That phrase is stuck to me like a catchy song, and I'm finding it extra soothing, particularly since we're on the brink of the holiday season; it's helping me to mentally cut through the fluff and know that God will sustain us through what matters most.
Yesterday we had Veteran's Day holiday hours at my Crossfit box -- so instead of rising at 5 a.m. as I normally do, I slept in a bit and then left the girls with my husband to head over a midmorning WOD.
There was a heavy lifting workout, and a hero workout. As I understand it, each of the hero workouts are specifically created for and named after a serviceman or servicewoman whose life was lost for the sake of serving our country. Crossfit HQ and the individual boxes are very diligent about honoring servicemembers, and particularly those who have perished while serving their countries. Sadly, I wish that I could say that there weren't as many hero workouts as there are. My heartfelt thanks go out to the veterans - those still here and those we remember - who regularly faced their fears in service to their country. In large part owing to their dedication, we need not be afraid.

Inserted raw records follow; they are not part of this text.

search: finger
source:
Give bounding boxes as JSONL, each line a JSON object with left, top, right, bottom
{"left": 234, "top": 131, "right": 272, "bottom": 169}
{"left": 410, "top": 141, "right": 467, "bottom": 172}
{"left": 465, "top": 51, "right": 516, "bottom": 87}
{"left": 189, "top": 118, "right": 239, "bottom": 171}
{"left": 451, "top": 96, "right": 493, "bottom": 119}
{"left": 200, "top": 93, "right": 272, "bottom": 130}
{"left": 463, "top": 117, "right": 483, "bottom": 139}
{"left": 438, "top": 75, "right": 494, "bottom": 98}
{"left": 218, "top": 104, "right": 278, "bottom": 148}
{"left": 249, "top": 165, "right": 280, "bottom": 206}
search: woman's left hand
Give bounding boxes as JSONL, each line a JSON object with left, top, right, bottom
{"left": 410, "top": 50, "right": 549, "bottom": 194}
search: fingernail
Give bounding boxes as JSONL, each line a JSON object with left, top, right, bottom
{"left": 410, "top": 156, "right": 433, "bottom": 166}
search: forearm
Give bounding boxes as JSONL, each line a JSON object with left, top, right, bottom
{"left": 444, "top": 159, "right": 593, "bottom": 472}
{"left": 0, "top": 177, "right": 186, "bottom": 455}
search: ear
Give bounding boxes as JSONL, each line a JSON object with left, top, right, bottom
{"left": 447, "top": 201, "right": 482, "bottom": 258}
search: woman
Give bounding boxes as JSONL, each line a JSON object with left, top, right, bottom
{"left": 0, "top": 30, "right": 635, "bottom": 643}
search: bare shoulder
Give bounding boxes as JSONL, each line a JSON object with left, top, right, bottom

Since I had done 4 aerobic-style workouts Monday-Thursday, this time I chose to lift heavy. It's the first heavy lifting workout I've had in a while where I didn't have a partner alternating reps with me, so I kind of soaked up the extra time and solitude to focus on my form, how I really felt during my reps, whether I could do more. I was supposed to do a single squat, as seen below, 7 times:
...I was supposed to end on the 7th rep at or close to my max -- but to keep going until my max if I wasn't there by the 7th rep. Since it was my first weighted back squat session, I had no idea what would be my theoretical max.
I started with 55 lb. (including the 35 lb. bar), adding increments of 5 lb. at a time, and ended the 7th rep at 80 lb. or so. I knew that I wasn't even close to my max by then, so the weight kept coming on.
By about 125 lb. I asked my instructor (who'd been a few steps away overseeing the others doing the hero workout) to come watch me to do a single rep at 125 lb. to make sure that I was keeping up my form despite the climbing weight. My instructor - who herself probably weighs less than 125 lb. - said, "You're strong! You're not even struggling! You can lift more than that."
By my 15th (!) rep I was using the 45 lb. bar (at my instructor's suggestion) squatting a total of 140 lb., which I called my max for the day.
I thought about it: I was back squatting more than I weighed in high school. I was backsquatting 16-year-old me and then some. Were I not so tired from the previous 14 reps, I might have even been able to squat more. My instructor asked for my final number and even threw an exclamation point behind the poundage that she wrote next to my name on the whiteboard.
Even though I was a bit nervous about adding more weight, her encouragement had pushed me through that mental block of 125 lb. to an additional 15 lb. above that. Be not afraid. You can do this!
Would that all of my strength gains were so measurable.